Как бы я не спешил, обогнать толпу попрошаек мне не удалось. Как пить дать, стоят здесь с полуночи, некоторые разложили прямо на деревянных мостках свои котомки и приглашают остальных разделить с ними завтрак. Но я-то на такие уловки не поведусь, понятное дело. Еще потом выставят мне счет или, того хуже, сообщат графу, что я совершенно бессовестно воспользовался их добротой и наглейшим образом уничтожил все их запасы провизии.

Продраться сквозь толпу просителей у меня бы не вышло, даже будь я размером с боевого скакуна. Большой удачей для меня было встретить знакомого верзилу-стражника (как выяснилось из его сбивчивых объяснений, он провел всю ночь на дежурстве, видимо, надеялся этим обстоятельством заслужить еще больше моего уважения, но я пресек его бахвальскую речь, строго сообщив, что это его прямая служебная обязанность), который своим грозным видом и легким постукиванием алебарды о деревянные доски мосточков без труда расчистил мне путь до дверей графских покоев.

«Здесь я вынужден распрощаться с тобой, дорогой Отто. Помочь внутри я никак не смогу, к тому же я и так оставил вверенный мне пост, разумеется, исключительно от большой дружбы с тобой. Надеюсь, ты сможешь простить мне такую вольность, милый Отто, потому как совесть моя, увы, на такое милосердие не способна. Прощай!»

Я намеревался было тепло проститься со стражником, но вспомнив про его бахвальство и вопиющей дерзости отлучку с места несения службы, удостоил его лишь сухим коротким кивком, развернулся на каблуках, возвещая об окончании нашей беседы, и немедленно вошел в распахнутые ворота.

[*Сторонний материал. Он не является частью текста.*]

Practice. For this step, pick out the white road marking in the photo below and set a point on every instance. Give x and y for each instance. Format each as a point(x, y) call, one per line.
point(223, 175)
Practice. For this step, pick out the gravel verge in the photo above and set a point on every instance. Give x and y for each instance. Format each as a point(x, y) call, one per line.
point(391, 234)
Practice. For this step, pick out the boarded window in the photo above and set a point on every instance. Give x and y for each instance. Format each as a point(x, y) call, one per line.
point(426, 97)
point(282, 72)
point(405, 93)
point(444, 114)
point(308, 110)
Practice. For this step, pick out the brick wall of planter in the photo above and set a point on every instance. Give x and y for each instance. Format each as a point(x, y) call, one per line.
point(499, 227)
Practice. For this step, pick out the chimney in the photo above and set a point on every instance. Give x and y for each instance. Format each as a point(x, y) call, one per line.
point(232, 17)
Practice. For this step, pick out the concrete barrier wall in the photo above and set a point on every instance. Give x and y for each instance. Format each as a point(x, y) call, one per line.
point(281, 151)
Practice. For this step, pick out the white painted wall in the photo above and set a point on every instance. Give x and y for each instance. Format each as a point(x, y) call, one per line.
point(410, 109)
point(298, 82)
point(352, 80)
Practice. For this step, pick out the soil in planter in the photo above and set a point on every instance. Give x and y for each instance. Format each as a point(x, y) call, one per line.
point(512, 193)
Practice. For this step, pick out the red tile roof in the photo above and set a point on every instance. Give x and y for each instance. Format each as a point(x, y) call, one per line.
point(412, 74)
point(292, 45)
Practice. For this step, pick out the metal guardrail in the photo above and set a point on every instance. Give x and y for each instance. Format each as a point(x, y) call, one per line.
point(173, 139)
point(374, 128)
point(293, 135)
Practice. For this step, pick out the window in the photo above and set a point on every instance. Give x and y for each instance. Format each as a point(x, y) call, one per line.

«Вынужден сообщить, что господин граф хоть и принимает посетителей в такой ранний час, находится в прескверном расположении духа, к тому же живописец который месяц пишет его портрет, от чего господин граф регулярно нервничает. Могу я рассчитывать на ваше благоразумие… Отто, верно? Отто, дорогой Отто! Я ни в коем разе не хочу сказать, что господин граф отказывает вам в аудиенции, лишь хочу убедить вас не расстраивать его светлейшество чересчур… щепетильными или откровенно наглыми просьбами.»

«Ох, ведите же меня к нему», – нарочито громко вздохнул я и махнул рукой в знак согласия на нелепую просьбу канцелярского служки с только-только пробившимися юношескими усиками над верхней губой цвета чернильницы.